Moreover, incorporating an inducible caspase 9 suicide gene within CAR T cells discussed previously [24] would provide an additional safety control. However, similar to depletion marker strategy, these strategies result in irreversible loss of engineered T cells from circulation and do not solve the intrinsic lack of control associated with conventional CAR-T cell therapy. Novel platforms of switchable CAR T cells [99-102] in which the activity of the engineered cell is controlled by dosage of switch molecules are being developed. One of these studies applied this approach to HER2-expressing breast cancers by engineering switch molecules through site-specific incorporation of FITC or grafting of a peptide neo-epitope (PNE) into the anti-HER2 4D5 Ab fragment Fab (Figure 2D). Both switch formats can redirect CAR T cells (specific for the corresponding FITC or PNE) and also HER2-expressing breast cancer cells, which result in CAR T cells activation in dose dependent manner in vitro and eradiation of tumors in mouse xenograft models. This strategy may afford comparable efficacy with improved safety owing to switch based control of the CAR T-cell response.

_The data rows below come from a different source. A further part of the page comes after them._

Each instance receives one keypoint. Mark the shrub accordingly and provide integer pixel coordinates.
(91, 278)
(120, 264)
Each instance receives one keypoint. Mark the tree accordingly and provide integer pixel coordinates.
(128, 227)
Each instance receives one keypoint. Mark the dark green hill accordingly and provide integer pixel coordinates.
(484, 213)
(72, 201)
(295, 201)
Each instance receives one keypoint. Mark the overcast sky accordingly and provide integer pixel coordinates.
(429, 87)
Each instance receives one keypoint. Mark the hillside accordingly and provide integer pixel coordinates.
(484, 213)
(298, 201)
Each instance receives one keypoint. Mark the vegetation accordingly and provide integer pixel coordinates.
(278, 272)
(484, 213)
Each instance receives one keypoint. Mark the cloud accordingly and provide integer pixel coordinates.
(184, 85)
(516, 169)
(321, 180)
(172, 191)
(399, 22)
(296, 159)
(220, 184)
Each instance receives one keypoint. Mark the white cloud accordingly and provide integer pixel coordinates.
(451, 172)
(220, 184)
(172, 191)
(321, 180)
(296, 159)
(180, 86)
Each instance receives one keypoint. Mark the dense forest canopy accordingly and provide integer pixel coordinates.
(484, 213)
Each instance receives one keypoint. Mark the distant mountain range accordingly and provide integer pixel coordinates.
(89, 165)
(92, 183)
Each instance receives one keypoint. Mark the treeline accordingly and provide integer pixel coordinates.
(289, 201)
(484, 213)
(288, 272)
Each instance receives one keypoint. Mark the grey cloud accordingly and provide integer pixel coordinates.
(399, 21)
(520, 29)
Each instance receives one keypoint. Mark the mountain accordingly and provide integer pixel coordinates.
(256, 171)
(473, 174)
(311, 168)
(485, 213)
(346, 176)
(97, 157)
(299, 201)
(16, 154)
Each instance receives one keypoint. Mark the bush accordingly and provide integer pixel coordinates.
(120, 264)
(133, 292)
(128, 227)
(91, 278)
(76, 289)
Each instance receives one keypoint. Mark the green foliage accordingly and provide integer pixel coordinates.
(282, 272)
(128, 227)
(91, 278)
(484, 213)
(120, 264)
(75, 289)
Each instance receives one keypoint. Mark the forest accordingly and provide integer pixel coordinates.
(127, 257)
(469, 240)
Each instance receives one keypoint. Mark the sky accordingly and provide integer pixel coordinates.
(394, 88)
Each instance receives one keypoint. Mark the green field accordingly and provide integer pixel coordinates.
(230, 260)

Another novel design is to engineer costimulated HER2 CAR T cells to co-express a PD-1 or CTLA4-based inhibitory CAR (ICAR) that recognizes other members of the HER family (HER1/4) which are co expressed in healthy tissues with low HER2 (Figure 2E). Thus, ICAR and costimulated CAR signals will neutralize each other in healthy tissue, whereas costimulated HER2 CAR signals will dominate in the tumor microenvironment [103]. Consequently, it is predicted that the effector function of the transduced T cells will be restricted to tumor sites.

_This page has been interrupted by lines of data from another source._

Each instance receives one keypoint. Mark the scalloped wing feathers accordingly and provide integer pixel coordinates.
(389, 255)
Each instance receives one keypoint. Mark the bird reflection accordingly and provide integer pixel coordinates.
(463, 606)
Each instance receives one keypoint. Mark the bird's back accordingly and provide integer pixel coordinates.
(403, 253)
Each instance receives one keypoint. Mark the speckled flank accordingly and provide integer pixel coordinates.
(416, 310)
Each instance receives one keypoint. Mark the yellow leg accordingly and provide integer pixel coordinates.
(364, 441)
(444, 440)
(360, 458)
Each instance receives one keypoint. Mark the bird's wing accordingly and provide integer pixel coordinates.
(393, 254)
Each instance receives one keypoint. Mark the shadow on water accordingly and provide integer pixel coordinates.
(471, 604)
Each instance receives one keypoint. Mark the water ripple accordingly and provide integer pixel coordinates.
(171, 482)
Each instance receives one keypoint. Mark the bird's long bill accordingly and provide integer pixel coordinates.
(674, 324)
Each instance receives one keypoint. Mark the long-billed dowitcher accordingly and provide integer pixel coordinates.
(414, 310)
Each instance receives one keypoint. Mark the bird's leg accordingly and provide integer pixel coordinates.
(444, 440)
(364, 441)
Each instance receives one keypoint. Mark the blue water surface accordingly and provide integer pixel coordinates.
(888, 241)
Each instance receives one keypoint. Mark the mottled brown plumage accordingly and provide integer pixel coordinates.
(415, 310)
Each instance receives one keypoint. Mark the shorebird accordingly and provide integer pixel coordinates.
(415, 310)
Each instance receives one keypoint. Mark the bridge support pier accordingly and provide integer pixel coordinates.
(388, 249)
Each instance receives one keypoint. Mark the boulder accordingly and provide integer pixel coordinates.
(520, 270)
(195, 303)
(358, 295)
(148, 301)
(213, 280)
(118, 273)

In addition, using T cells with temporary expression of a RNA CAR via electroporation may provide a safe platform [104]. Importantly, starting treatment with a very low dose of CAR T cells may prevent severe immediate toxicity. Thus, a more restricted dose-escalation scheme should be evaluated in clinical trials [105].

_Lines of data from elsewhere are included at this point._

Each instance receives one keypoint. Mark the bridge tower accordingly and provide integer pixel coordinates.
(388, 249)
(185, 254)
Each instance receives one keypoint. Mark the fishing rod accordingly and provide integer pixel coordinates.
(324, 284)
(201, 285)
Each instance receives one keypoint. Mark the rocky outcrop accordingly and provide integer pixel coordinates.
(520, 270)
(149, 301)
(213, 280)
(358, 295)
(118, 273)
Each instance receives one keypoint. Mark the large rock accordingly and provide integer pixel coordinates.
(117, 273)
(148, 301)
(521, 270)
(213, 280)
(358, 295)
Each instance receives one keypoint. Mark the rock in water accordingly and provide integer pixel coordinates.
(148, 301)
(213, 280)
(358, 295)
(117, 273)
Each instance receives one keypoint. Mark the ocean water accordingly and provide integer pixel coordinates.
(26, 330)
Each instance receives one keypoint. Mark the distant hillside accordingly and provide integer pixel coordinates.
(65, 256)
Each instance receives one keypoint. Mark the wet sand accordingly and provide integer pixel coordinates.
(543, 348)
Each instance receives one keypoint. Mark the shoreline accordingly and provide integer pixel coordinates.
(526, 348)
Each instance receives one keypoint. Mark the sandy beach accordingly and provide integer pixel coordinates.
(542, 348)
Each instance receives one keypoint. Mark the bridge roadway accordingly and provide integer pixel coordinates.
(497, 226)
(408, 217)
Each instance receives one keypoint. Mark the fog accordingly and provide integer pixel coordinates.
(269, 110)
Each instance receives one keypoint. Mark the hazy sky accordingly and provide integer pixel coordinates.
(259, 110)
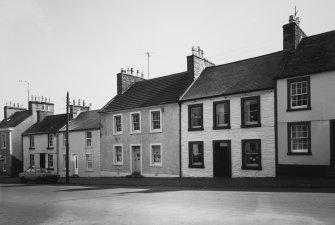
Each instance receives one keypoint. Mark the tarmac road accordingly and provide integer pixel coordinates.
(114, 204)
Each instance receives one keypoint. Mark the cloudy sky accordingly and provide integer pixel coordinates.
(80, 45)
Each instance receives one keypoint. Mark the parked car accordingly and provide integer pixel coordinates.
(39, 175)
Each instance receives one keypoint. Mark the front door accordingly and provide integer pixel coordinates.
(222, 159)
(42, 160)
(75, 164)
(332, 144)
(136, 159)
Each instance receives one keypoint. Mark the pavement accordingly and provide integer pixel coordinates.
(281, 182)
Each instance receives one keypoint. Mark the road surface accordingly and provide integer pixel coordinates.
(108, 204)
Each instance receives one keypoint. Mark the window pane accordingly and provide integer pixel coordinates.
(156, 154)
(252, 154)
(196, 155)
(155, 116)
(251, 113)
(118, 154)
(222, 114)
(196, 117)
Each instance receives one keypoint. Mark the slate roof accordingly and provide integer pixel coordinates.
(157, 91)
(314, 54)
(85, 121)
(50, 124)
(237, 77)
(15, 119)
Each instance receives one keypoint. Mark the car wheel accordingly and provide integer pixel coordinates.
(23, 180)
(38, 180)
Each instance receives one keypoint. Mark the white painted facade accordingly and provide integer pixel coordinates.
(235, 134)
(322, 111)
(79, 150)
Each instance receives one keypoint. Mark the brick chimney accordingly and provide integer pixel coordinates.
(10, 110)
(292, 34)
(196, 63)
(40, 107)
(125, 79)
(76, 109)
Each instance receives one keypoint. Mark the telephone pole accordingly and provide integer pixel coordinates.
(67, 137)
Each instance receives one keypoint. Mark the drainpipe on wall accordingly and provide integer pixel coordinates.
(180, 169)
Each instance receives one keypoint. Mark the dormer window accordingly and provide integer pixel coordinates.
(298, 94)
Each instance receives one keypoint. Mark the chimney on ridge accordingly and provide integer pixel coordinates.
(196, 63)
(292, 34)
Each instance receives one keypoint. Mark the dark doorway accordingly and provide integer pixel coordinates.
(222, 159)
(42, 160)
(332, 144)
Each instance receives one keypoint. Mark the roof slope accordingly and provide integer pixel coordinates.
(50, 124)
(15, 119)
(314, 54)
(157, 91)
(241, 76)
(85, 121)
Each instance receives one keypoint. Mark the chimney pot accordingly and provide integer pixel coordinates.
(291, 19)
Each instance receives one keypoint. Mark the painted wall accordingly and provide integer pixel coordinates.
(169, 138)
(322, 98)
(6, 170)
(77, 145)
(236, 134)
(41, 146)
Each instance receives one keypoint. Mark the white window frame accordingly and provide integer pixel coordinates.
(64, 140)
(64, 161)
(132, 131)
(52, 139)
(3, 141)
(87, 161)
(114, 125)
(300, 139)
(300, 94)
(86, 138)
(32, 137)
(50, 160)
(32, 164)
(4, 164)
(152, 163)
(114, 154)
(150, 119)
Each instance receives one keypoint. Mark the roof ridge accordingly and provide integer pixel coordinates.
(242, 60)
(320, 34)
(165, 76)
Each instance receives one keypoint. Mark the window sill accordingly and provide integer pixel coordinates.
(221, 128)
(156, 165)
(251, 168)
(196, 129)
(196, 167)
(298, 109)
(156, 131)
(299, 153)
(251, 125)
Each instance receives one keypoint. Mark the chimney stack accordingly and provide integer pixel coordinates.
(196, 63)
(292, 34)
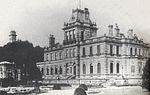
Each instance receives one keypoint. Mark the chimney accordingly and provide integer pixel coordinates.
(116, 31)
(110, 27)
(51, 41)
(12, 36)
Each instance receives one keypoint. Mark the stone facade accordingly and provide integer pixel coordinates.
(85, 56)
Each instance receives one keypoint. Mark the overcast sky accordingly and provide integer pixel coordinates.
(34, 20)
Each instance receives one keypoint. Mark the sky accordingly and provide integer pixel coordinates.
(34, 20)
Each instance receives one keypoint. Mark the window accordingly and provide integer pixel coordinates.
(82, 35)
(51, 56)
(46, 57)
(111, 68)
(56, 71)
(83, 51)
(140, 67)
(60, 70)
(135, 51)
(139, 51)
(117, 66)
(132, 68)
(66, 53)
(131, 51)
(55, 55)
(73, 52)
(84, 69)
(47, 71)
(98, 49)
(98, 68)
(42, 71)
(51, 71)
(117, 50)
(70, 52)
(91, 69)
(60, 57)
(111, 49)
(70, 69)
(91, 50)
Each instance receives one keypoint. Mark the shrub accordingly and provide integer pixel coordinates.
(56, 87)
(83, 86)
(79, 91)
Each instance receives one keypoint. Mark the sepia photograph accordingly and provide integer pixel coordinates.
(74, 47)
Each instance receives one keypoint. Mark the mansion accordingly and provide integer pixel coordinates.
(85, 56)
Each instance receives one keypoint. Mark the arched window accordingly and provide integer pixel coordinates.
(111, 67)
(117, 66)
(84, 69)
(47, 71)
(98, 68)
(91, 69)
(51, 71)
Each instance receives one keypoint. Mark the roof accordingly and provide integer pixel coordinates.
(6, 62)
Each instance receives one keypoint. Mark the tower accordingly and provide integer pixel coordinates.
(51, 41)
(12, 36)
(79, 27)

Conclusions and perspectives

CAR T cells are "living drugs" with the capacity to proliferate, persist and provide sustained functional immunity. The basic science, preclinical and clinical work has and continues to make HER2 an increasingly important therapeutic target for CAR therapy. Combining HER2 CAR T cell therapy with checkpoint inhibitors may have synergistic effects in augmenting antitumor responses. With recent improvements in gene delivery of NK cells that have led to the enhancement of homing, in vivo persistence, cytolytic activity and safety, CAR modified NK cells or virus specific CTLs holds great promise for the development of effective treatments. A better understanding of the multiples barriers seen in solid tumors and a combination of various safety strategies will drive advances in HER2 CAR engineering and in clinical trial design to control and/or minimize potential “off tumor, on target” toxicity of HER2 CAR therapy. We look forward to introducing this transformative therapy to more cancer patients.